The pundits keep writing; the Tories must tout
Their latest achievements with PMO rule,
For democracy’s finished. The MPs look bored.
They’re ignorant and arrogant and mostly ignored.
–
While Senators are playing their way through the East,
Concussions are hurting the visual feast
Of hockey like ballet. The best of the best
Are sitting on sidelines from murderous hits.
Enforcers are dying: brain lesions and drugs.
Each saw a career if he acts like a thug.

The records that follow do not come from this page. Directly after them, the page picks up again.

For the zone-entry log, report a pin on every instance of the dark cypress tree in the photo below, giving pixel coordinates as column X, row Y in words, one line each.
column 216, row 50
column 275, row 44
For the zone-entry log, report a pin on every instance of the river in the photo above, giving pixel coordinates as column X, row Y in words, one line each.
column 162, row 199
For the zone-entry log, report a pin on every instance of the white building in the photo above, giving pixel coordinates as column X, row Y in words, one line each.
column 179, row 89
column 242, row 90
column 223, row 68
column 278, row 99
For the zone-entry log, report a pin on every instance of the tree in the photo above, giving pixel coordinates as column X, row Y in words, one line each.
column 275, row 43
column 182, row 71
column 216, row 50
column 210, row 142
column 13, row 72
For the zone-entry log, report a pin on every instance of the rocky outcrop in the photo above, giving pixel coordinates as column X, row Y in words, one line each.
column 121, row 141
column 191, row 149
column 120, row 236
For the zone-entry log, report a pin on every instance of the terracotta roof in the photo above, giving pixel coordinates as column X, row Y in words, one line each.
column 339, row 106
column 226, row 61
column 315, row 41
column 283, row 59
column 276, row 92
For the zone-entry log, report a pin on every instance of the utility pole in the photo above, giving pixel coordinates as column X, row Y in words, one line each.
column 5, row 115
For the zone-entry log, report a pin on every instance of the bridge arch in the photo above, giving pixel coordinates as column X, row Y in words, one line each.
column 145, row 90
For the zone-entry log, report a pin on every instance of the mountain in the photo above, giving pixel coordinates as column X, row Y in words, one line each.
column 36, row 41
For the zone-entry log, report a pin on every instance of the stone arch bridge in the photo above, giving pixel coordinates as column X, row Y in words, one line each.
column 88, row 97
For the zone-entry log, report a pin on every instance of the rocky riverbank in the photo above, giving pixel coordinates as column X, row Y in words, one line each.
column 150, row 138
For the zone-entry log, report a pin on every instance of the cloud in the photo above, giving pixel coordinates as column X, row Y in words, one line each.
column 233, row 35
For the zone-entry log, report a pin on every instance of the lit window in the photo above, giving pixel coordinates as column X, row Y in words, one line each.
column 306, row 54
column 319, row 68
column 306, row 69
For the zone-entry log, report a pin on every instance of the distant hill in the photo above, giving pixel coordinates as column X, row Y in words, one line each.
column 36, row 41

The great game’s in danger: inertia’s the threat.
They can’t make it safer: the violence gets
The fans in the boxes, the sponsors in line,
And another career ends – a trifling fine.
–
The point’s not to solve things in rhymes such as this,
But rather to show how, though much is amiss,
There’s many amongst us who put up quite a show.
They love what life brings them: a positive glow
Surrounds what they do, and they greet life with a smile.
–
We saw a young artisan who showed us this view.
She makes stained glass windows so brave and so new.
While the young woman shapes these bright fragments of light
Her cats loll on counters and grin at the sight
Of fresh hands to pat them. Her shop is a place
Of warmth and contentment, and artistic grace.
–
Perhaps the solution to winter’s sad drift
Lies in the activity and even the thrift
It takes for a project to come to fruition:
Commitment and effort, and even emotion.
–
So let’s not get upset with Ottawa’s drift.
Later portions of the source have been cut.